A federal judge is not buying the First Amendment argument that the Proud Boys are spinning in an attempt to evade criminal punishment for their alleged participation in the attack on the U.S. Capitol. U.S. District Judge Timothy Kelly on Tuesday refused to throw out charges against four members of the far-right group—Ethan Nordean, Joseph Biggs, Zachary Rehl, and Charles Donohoe—who were indicted in March on riot-related offenses, including conspiracy and obstructing an official proceeding. (All have pleaded not guilty.) Lawyers for the four men had sought to dismiss the charges by arguing, among other things, that the conduct they have been accused of engaging in is protected by the First Amendment right to free speech. But Kelly, an appointee of former president Donald Trump, argued that’s not how that protection works. 

“Quite obviously, there were many avenues for Defendants to express their opinions about the 2020 presidential election, or their views about how Congress should perform its constitutional duties on January 6, without resorting to the conduct with which they have been charged,” Kelly, wrote in Tuesday’s 43-page opinion. That conduct includes trespassing, destruction of property, and interference with law enforcement, per Bloomberg. “Defendants are not, as they argue, charged with anything like burning flags, wearing black armbands, or participating in mere sit-ins or protests,” Kelly wrote. “Moreover, even if the charged conduct had some expressive aspect, it lost whatever First Amendment protection it may have had.”

The four leaders of the Proud Boys are not the only riot defendants that the U.S. government has charged with obstructing an official proceeding. Prosecutors have relied on the statute—which carries a maximum imprisonment of 20 years—to charge hundreds of people involved in the January 6 riot, many of whom have challenged its legality in court, according to CNN. Kelly on Tuesday became the fourth D.C. District Court judge to allow prosecutors’ use of the law to stand, writing that the “Court is not persuaded” by defendants’ claim that Congress’ certification of the Electoral College vote was not  an “official proceeding.” The Proud Boys’ case is one of the most serious conspiracy cases against Capitol riot defendants, and Kelly siding with the Justice Department gives “momentum to prosecutors as they prepare for the first wave of U.S. Capitol riot-related trials beginning in February,” CNN notes.  
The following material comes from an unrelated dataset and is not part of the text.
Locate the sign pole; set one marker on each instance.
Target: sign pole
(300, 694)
The government’s win comes a week after two members of a different right-wing group, the Oath Keepers, tried and failed to get Judge Amit Mehta, also presiding in D.C.’s federal court, to throw out the obstruction charge against them in another pivotal January 6 case. In that case, the defendants were also unsuccessful in arguing that Congress’s certification of the electoral results was not an “official proceeding” and that their alleged activities were protected free speech. 

As prosecutors win support for their use of the obstruction charge against January 6 defendants, Representative Liz Cheney (R-Wyo.) has raised the prospect of Donald Trump himself facing possible obstruction charges depending on what new evidence the panel finds. Cheney, the vice-chair of the House committee investigating the insurrection, referenced the criminal statute earlier this month at a House panel hearing where she pushed for Mark Meadows, Trump’s last White House chief of staff, to be held in contempt for refusing to cooperate. (The House eventually did hold him in contempt. ) Meadows’s testimony, Cheney said, “will bear on a key question in front of this Committee: Did Donald Trump, through action or inaction, corruptly seek to obstruct or impede Congress’s official proceeding to count electoral votes?”

Meanwhile, the panel has been ramping up in recent days and is potentially turning to other members of Trump’s inner circle, such as Rudy Giuliani, to gain more insight into Trump’s involvement in the insurrection.